The results suggest that the laboratory waters with higher contaminant concentrations may result in larger subtracted sum/average from sample concentrations, depending on the correction applied. This will result in underenumeration of contaminant particles reported in samples (Dawson et al., 2023). A full inventory of plastic components in a laboratory water filtering system coupled with chemical analysis of particles would reveal contaminant origins.
The age of the filter as well as pressure and volume of flow may also contribute to a greater number of contaminant particles. Based on these results, the authors strongly advise preliminary testing of filtered laboratory water before sample processing to ensure the lowest contaminant load. If microplastics are found in the filtered laboratory water, a LOD/LOQ must be established (Dawson et al., 2023). Results reported in this study should be considered to ensure negative controls serve their intended purpose: to quantify particles that are introduced during sample collection and processing.

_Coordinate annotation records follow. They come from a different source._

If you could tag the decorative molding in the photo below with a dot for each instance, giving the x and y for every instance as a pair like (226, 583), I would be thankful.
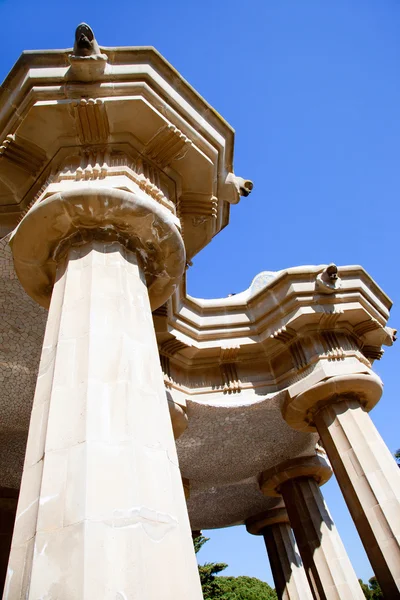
(331, 345)
(161, 311)
(166, 369)
(285, 335)
(330, 317)
(92, 121)
(373, 352)
(366, 327)
(98, 162)
(199, 205)
(168, 144)
(298, 355)
(230, 378)
(172, 347)
(328, 282)
(22, 154)
(229, 354)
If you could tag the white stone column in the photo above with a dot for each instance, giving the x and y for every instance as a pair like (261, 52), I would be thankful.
(284, 558)
(366, 472)
(328, 568)
(102, 512)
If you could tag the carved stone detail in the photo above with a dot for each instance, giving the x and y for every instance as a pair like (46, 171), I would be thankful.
(98, 163)
(298, 355)
(168, 144)
(172, 347)
(373, 352)
(22, 154)
(285, 335)
(229, 374)
(230, 378)
(366, 327)
(330, 317)
(200, 205)
(239, 187)
(92, 121)
(166, 369)
(328, 282)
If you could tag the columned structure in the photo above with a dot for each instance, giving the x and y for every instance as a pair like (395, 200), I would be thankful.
(286, 565)
(8, 508)
(114, 174)
(366, 472)
(329, 571)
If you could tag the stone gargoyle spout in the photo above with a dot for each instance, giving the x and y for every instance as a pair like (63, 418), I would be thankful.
(240, 187)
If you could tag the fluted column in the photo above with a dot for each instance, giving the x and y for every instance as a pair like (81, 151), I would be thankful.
(8, 508)
(328, 568)
(102, 511)
(366, 472)
(286, 565)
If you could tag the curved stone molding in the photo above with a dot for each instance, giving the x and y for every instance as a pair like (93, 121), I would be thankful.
(298, 411)
(186, 487)
(255, 525)
(178, 416)
(314, 467)
(285, 562)
(79, 215)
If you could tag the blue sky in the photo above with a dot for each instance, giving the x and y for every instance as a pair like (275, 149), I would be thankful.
(312, 89)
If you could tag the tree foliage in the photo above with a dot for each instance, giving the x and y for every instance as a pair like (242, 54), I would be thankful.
(372, 590)
(229, 588)
(245, 588)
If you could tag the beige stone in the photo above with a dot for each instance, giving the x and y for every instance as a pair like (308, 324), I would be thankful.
(328, 568)
(114, 146)
(370, 481)
(286, 565)
(108, 482)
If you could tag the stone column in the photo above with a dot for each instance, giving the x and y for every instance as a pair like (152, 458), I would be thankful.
(102, 512)
(8, 507)
(328, 568)
(286, 565)
(366, 472)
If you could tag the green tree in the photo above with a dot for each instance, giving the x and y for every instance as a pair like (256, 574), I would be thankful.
(229, 588)
(372, 590)
(208, 571)
(365, 589)
(376, 592)
(246, 588)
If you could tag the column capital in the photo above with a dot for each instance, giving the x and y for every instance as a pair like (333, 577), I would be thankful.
(315, 467)
(259, 522)
(299, 410)
(186, 487)
(92, 212)
(178, 416)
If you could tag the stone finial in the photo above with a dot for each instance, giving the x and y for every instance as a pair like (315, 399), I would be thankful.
(87, 61)
(391, 335)
(328, 282)
(240, 187)
(85, 43)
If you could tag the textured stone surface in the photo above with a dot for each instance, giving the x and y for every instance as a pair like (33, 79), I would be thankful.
(326, 563)
(8, 507)
(285, 561)
(101, 477)
(370, 481)
(286, 565)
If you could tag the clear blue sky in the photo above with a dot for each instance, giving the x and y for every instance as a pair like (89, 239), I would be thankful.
(313, 91)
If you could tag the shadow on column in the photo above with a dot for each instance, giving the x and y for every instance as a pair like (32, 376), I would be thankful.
(8, 509)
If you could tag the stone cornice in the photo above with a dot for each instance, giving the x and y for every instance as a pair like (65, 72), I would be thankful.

An unfortunate limit to this test is the absence of chemical characterization of recovered particles. A list of plastic varieties isolated from a particular source reconciled with a complete inventory of plastic components in each system would have confirmed each contaminant's origins. Synthetic polymer fragments could originate from the filtering cartridge, tubing, or source water. However, the age of the system, the total volume of water filtered, and the pressure of piped water are variables that should be considered when measuring particle shedding. This study brings attention to the issue of potential contamination from filtered water, but identifying the absolute source is outside the scope of this investigation.
Filtering apparatus
Another important aspect of accurate reporting lies in running positive controls, which quantify the number of particles lost during sample collection and processing. Again, the critical review published by Koelman et al. found only 6.3% of microplastic research conducted adequate positive controls. According to this review, positive controls are limited in that they often isolate a single step in the analysis or only focus on a particular size range. Another shortcoming of positive controls is that they are run with an insufficient number of replicates, meaning a correction cannot be made. When they are effectively carried out, they examine recovery rates of a reference material that in size, morphology, and chemical composition represent the types of plastic expected in the sample. Typically, if a recovery rate is reported, it is rarely used to correct for lost particles.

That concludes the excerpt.